Even with a strong desire, Baku is unlikely to be able to push anyone or everyone out of the negotiation process and communicate directly with Stepanakert.
However, it is possible that the West will consider such a possibility and will not mind if Baku tries to exclude Russia with its position. It’s no secret that Western players have such a desire. Weakening Russia’s position is one of their key geopolitical goals.”
NK needs to avoid the self-determination trap
“Stepanakert-Baku contacts are important from the point of view of solving current problems. But it is very important that they do not become a political trap for Stepanakert. A situation may arise when major players think: “The environment for contacts has already been established, so any issues can be resolved.” This will distort the situation and remove the problem of self-determination from the agenda. It is clear that the main problem for Artsakh is to strengthen the recognition of the right to self-determination at the international level. Stepanakert should keep this issue on the agenda, including in the center of international attention.

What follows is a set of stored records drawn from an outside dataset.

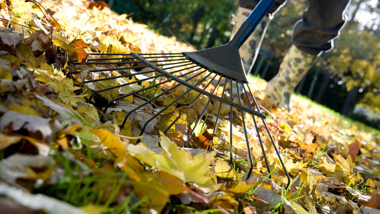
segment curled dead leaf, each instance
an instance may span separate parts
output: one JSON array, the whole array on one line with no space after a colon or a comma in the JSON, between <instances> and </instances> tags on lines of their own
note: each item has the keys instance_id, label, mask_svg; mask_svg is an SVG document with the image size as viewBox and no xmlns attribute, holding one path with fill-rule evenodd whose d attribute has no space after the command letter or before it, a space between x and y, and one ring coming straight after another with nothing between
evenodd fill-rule
<instances>
[{"instance_id":1,"label":"curled dead leaf","mask_svg":"<svg viewBox=\"0 0 380 214\"><path fill-rule=\"evenodd\" d=\"M81 64L83 65L87 61L90 54L86 52L84 48L90 45L82 39L75 39L69 44L67 48L67 55L69 62L74 61L76 59Z\"/></svg>"},{"instance_id":2,"label":"curled dead leaf","mask_svg":"<svg viewBox=\"0 0 380 214\"><path fill-rule=\"evenodd\" d=\"M104 9L104 8L108 6L104 1L100 1L99 2L92 2L90 3L89 8L90 9L93 9L94 8L98 8L100 10L101 10Z\"/></svg>"},{"instance_id":3,"label":"curled dead leaf","mask_svg":"<svg viewBox=\"0 0 380 214\"><path fill-rule=\"evenodd\" d=\"M374 194L369 200L359 200L360 206L367 206L377 209L380 209L380 195Z\"/></svg>"}]
</instances>

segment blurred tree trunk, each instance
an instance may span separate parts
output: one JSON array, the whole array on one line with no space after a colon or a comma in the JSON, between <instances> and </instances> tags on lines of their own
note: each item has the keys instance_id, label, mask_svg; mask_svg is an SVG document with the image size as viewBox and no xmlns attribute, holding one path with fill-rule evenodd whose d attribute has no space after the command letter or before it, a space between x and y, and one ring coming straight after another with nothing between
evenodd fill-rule
<instances>
[{"instance_id":1,"label":"blurred tree trunk","mask_svg":"<svg viewBox=\"0 0 380 214\"><path fill-rule=\"evenodd\" d=\"M347 29L347 30L349 30L351 29L352 25L355 24L355 22L356 22L355 21L355 17L356 16L356 14L358 13L358 11L359 11L359 9L360 8L360 5L364 3L364 2L367 1L368 0L359 0L355 4L356 5L356 8L355 10L352 12L352 14L351 15L351 19L347 22L346 24L346 26L345 28Z\"/></svg>"},{"instance_id":2,"label":"blurred tree trunk","mask_svg":"<svg viewBox=\"0 0 380 214\"><path fill-rule=\"evenodd\" d=\"M194 36L195 35L196 32L196 29L198 27L198 23L201 19L204 14L204 7L200 6L197 8L196 10L194 13L194 16L193 16L193 30L192 30L191 34L190 35L190 38L189 39L189 42L191 44L193 44L194 42Z\"/></svg>"},{"instance_id":3,"label":"blurred tree trunk","mask_svg":"<svg viewBox=\"0 0 380 214\"><path fill-rule=\"evenodd\" d=\"M331 74L328 71L325 73L323 79L322 80L322 84L321 84L321 86L319 87L319 92L318 92L317 98L315 98L315 101L317 102L320 103L321 101L322 100L323 95L325 94L325 91L326 91L326 89L327 88L327 87L329 85L330 76L331 76Z\"/></svg>"},{"instance_id":4,"label":"blurred tree trunk","mask_svg":"<svg viewBox=\"0 0 380 214\"><path fill-rule=\"evenodd\" d=\"M208 48L214 46L215 44L215 39L216 39L217 36L218 35L218 29L216 27L217 23L214 22L211 27L212 31L210 34L210 37L209 38L209 40L207 41L207 45L206 45L206 48Z\"/></svg>"}]
</instances>

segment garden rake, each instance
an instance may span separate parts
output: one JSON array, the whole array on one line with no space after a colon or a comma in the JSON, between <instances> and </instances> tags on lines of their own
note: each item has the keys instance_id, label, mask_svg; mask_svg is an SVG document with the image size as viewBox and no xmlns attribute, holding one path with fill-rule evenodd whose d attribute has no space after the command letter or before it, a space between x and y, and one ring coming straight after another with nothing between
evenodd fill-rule
<instances>
[{"instance_id":1,"label":"garden rake","mask_svg":"<svg viewBox=\"0 0 380 214\"><path fill-rule=\"evenodd\" d=\"M150 81L150 84L142 88L130 92L116 98L107 100L108 103L104 107L104 113L112 105L119 101L130 96L137 96L139 93L144 93L148 90L154 90L158 87L163 88L165 84L169 83L176 82L168 88L163 88L162 93L157 94L154 93L152 97L144 102L138 106L133 108L127 113L121 128L124 128L129 117L134 112L138 111L146 105L151 104L159 97L162 97L173 93L175 89L179 89L180 87L185 87L187 89L183 93L179 95L174 101L165 106L163 106L158 110L155 111L151 117L146 121L143 125L141 126L141 133L142 135L149 123L158 115L165 112L171 106L177 103L181 98L188 94L192 91L197 93L195 98L187 104L188 107L191 106L201 95L208 97L207 103L205 105L202 113L198 117L197 121L195 123L195 126L190 131L189 136L194 134L194 130L204 116L207 107L211 102L219 103L218 113L216 115L213 133L215 134L218 121L221 119L220 117L221 109L222 104L229 106L229 117L225 117L229 119L230 123L230 164L233 160L233 123L235 123L236 127L242 126L241 130L244 133L244 137L247 143L248 150L248 157L250 164L250 167L248 173L249 177L253 168L252 155L250 149L250 140L247 134L249 131L246 126L246 118L244 115L246 113L250 115L250 120L252 118L256 133L258 138L259 142L264 156L264 160L268 172L271 172L268 161L266 157L263 142L259 132L259 129L256 123L255 117L257 119L260 118L268 133L271 141L280 162L283 168L285 176L288 179L287 187L288 186L290 179L285 166L281 158L279 152L276 147L273 139L271 135L269 130L266 124L264 119L266 117L260 111L260 109L256 103L252 91L248 84L245 73L243 68L242 61L239 54L239 49L250 35L253 32L255 28L260 21L263 18L273 5L275 0L262 0L261 1L247 20L239 29L233 39L227 44L210 48L192 52L183 52L176 53L157 53L138 54L134 53L129 54L98 53L91 54L93 58L89 59L86 65L94 65L97 69L88 71L90 73L99 73L101 72L111 72L117 71L121 75L117 76L103 78L101 76L92 77L88 79L85 78L82 83L83 84L88 84L96 82L104 81L119 78L129 78L131 80L130 82L120 84L113 87L107 88L94 91L90 96L89 102L93 101L94 98L100 93L106 91L120 88L125 86L132 84L140 84L144 81ZM79 64L77 62L74 63ZM112 67L113 65L117 65L121 67ZM103 66L100 68L100 67ZM110 67L112 67L110 68ZM80 71L73 72L70 74L78 74ZM156 83L157 82L158 83ZM203 84L203 83L206 82ZM215 87L207 90L208 87L211 88L212 83ZM229 83L229 86L228 85ZM202 87L200 87L200 86ZM215 92L217 88L223 86L223 91L221 95L218 96ZM157 91L157 90L156 91ZM194 91L191 92L194 93ZM229 94L229 98L228 94ZM238 102L234 102L233 97L237 97ZM247 105L242 105L242 97L246 99ZM251 104L250 100L253 101L253 104ZM178 104L177 104L177 105ZM253 105L253 106L252 106ZM217 106L217 104L216 105ZM235 118L235 120L239 120L240 124L236 125L234 122L233 109L241 113L241 120ZM214 108L216 110L216 108ZM163 132L166 133L176 124L179 119L182 115L180 113L173 122L167 127ZM235 116L236 117L236 116ZM228 117L229 118L228 118ZM250 121L252 123L252 121ZM242 125L242 126L241 125ZM235 129L234 129L235 130Z\"/></svg>"}]
</instances>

If you succumb to manipulation, then it will end up in the area that Baku is trying to promote, namely: “They are our citizens in NK, this is our problem, I communicate with them, none may interfere.” This could become a trap. And Stepanakert must skillfully maneuver along this thin line.”
Yerevan continues to work on the Artsakh issue
“I am inclined to consider Yerevan’s statements about the need for a Baku-Stepanakert dialogue within the framework of current tactical needs, based on the realities that have arisen. Not only after the 44-day war of 2020, but also based on the reality dictated by the Ukrainian war at that moment.
In my opinion, from the point of view of practical politics, Yerevan continues to work on the Artsakh issue. Yerevan regularly emphasizes the need for an international mechanism in these contacts. That is, it is very important that these contacts take place under the auspices of international structures, so that they do not turn into an internal problem and do not change the essence of the Artsakh issue.
Of course, it is still very difficult to imagine what these mechanisms could be, especially today, when we see that the existing international structures do not work, be it the co-chairmanship of the Minsk Group or others.
So at the level of rhetoric, the task is to keep the issue on the agenda and provide a certain mood and atmosphere around the issue, which is what they are trying to do.
And from the point of view of long-term development, it is still very difficult to imagine any stable prospect. It all depends on what perspective the broader geopolitical confrontation will shape. We see that at this level there is only an increase in tension so far. Naturally this, in turn, exacerbates the uncertainty of the international situation. It remains only to set certain standards and try to keep them in the spotlight of international partners.”
On the reaction of the European Union
“The manageability of the situation could be an important factor for the EU in terms of European security. But when we say the European Union, do we mean one body that has a single policy?
I am not inclined to consider individual statements by officials as some kind of landmark political impulse.
From this point of view, it was much more important for me how the US reacts. The first reaction of the representative of the State Department was that they would not comment on these contacts for the time being. It was a much more “significant reaction” than [EU Special Representative for the South Caucasus] Toivo Klaar’s statements about the situation.
US State Department spokesman Ned Price declined to comment on the March 1 meeting between representatives of Azerbaijan and Nagorno-Karabakh, saying: “If we have something to say about this, we will let you know.” EU Special Representative Toivo Klaar welcomed the talks, calling the news about the contacts “encouraging”.